Here at SheCooks.Design I always make my pancakes (or any baked good) with Sunrise Flour Mill flours, oats and grains. No not sponsored, but they are a design and recipe development client of mine, and I will always use their flour. It’s worth it, with their organic heritage wheat flours and grains, always fresh. If you feel you have gluten sensitivity, most folks can tolerate their flour.
Other serving ideas for your pancakes
I like (the real stuff, please, you won’t regret it) maple syrup and a little Irish butter, of course. But you could also make my homemade vanilla applesauce recipe and serve alongside. Other ideas:
- add some blueberries or any fresh fruit
- go savory and add some fresh thyme and smoked salmon, serve with a dollop of crème fraîche, why not?
- sauté bananas in a little butter, ‘Foster it up!’
- great for brunch too! You can make the batter ahead of time, but hold the almonds until you cook, you don’t want soggy almonds.
Wild Rice and Almond Pancakes
- Author: Shelagh
- Prep Time: 15
- Cook Time: 30 minutes
- Total Time: 45 minutes
- Yield: 4+ leftovers 1x
- Category: Breakfast and Brunch
- Method: Stovetop
- Cuisine: American
Description
Best served hot off the griddle, but if you need to hold them: place a damp towel on a rimmed baking sheet (affiliate link) and fold the freshly cooked pancakes inside. They should last about 30-45 minutes without drying out.
Ingredients
- 1 cup flour (all-purpose or whole wheat work great, again, I really do love Sunrise Flour Mill flour)

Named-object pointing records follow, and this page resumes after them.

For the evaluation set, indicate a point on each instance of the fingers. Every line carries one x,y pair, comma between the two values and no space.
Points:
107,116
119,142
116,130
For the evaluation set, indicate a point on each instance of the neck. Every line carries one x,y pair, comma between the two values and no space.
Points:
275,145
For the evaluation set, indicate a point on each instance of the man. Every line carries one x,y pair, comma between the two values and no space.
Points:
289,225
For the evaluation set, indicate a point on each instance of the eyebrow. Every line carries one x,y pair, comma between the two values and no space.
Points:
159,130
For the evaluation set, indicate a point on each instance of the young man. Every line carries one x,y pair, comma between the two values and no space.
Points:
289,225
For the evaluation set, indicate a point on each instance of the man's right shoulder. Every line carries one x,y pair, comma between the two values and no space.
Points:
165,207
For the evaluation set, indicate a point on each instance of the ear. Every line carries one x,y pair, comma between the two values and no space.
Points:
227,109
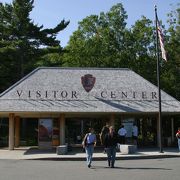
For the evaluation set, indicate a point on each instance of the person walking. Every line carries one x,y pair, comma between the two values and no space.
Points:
103,133
89,143
178,138
110,143
135,134
122,134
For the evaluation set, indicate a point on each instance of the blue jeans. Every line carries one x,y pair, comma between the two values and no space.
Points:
111,154
89,153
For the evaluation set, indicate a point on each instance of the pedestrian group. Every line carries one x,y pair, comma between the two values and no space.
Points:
109,139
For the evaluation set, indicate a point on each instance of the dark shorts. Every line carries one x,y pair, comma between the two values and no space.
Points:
134,137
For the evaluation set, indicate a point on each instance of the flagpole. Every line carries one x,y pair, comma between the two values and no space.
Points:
159,84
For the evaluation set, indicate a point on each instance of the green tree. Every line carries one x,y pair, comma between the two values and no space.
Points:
23,43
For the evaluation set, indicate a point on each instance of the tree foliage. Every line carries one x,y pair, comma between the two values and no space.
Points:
23,43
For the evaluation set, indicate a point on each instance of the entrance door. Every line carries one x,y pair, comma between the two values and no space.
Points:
76,128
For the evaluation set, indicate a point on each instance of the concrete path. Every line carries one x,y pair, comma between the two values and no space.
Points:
33,153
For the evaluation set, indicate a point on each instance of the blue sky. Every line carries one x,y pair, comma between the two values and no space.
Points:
50,12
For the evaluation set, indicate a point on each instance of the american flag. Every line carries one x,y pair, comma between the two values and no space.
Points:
161,41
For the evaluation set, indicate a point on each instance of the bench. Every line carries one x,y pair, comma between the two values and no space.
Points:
127,148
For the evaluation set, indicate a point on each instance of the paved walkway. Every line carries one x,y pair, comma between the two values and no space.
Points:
33,153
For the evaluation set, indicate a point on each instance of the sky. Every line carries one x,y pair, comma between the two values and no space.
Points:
50,12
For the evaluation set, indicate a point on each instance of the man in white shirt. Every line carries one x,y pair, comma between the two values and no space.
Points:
122,134
135,134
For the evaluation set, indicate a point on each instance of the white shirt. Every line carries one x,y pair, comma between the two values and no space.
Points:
135,131
122,132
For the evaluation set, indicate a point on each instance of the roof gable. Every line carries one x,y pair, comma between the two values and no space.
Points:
99,90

- 1/2 cup oat flour* (you can sub whole wheat flour if you need to)
- 1/2 cup oats
- 1 cup cooked wild rice (cooked according to package directions, but be sure they are tender)

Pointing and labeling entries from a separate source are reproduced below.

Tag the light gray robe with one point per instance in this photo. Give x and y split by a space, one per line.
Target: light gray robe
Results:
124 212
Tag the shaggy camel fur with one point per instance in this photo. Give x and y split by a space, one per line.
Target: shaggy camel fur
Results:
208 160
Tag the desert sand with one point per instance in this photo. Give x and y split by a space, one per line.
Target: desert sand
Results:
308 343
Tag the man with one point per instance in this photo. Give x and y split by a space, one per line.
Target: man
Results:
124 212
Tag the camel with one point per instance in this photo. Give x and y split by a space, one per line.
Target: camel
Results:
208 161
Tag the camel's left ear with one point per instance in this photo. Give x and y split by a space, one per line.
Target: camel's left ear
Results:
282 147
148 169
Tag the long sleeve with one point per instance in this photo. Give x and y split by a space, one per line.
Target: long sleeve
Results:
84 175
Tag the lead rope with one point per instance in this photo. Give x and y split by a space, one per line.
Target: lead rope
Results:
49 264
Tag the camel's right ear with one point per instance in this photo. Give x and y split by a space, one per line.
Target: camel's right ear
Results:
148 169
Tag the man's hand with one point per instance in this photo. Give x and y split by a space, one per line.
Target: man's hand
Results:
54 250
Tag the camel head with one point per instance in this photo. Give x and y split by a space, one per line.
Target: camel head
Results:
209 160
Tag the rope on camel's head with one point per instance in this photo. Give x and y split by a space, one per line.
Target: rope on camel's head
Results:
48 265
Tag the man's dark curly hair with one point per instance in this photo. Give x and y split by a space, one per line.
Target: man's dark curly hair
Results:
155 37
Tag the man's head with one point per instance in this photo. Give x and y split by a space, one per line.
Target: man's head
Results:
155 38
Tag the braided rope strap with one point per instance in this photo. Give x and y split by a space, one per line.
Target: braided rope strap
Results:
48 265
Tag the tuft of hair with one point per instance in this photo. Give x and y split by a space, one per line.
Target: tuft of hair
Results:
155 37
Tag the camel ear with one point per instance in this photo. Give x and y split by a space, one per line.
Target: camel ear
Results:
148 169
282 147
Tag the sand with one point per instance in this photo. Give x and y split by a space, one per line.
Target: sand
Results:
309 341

- 1/2 cup almonds, toasted and chopped
- 1 tablespoon baking powder
- 1/2 teaspoon cinnamon
- 1 teaspoon vanilla
- 1 teaspoon kosher salt (affiliate link)
- 2 1/2 cups buttermilk (or 8 tablespoons dry buttermilk and 2 cups water)

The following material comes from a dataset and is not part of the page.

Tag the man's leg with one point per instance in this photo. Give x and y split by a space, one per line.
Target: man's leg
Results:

- 3 tablespoons brown sugar (optional)
- 4 tablespoons toasted walnut oil or melted butter
- 2 eggs
Instructions
Mix the dry ingredients in a bowl. Make a well in the dry, then add the buttermilk, eggs, and oil (or butter) into the center of that well and mix together. Combine with the rest of the dry ingredients. Let the pancake batter rest for 20-30 minutes.
Notes
*to make oat flour, add about 1 cup oats to food processor (affiliate link) and whiz around until it turns powdery like whole wheat flour. You may need to pulse a few times.
Pancake making tips:
- let the batter rest. At least 30 minutes, even overnight (but leave the almonds for right before you cook and flip)
- if you make your own oat flour, make extra. Oat flour adds a lot of moisture (and nutrition) to baked goods, you can swap in a quarter-cup or so for many recipes, I’m a big fan!
- be sure you pan or griddle is good and hot, drop a little water, it should sizzle up and evaporate quickly, before adding your batter
- use real butter on your griddle or pan, cooking spray leaves a sticky residue, ew.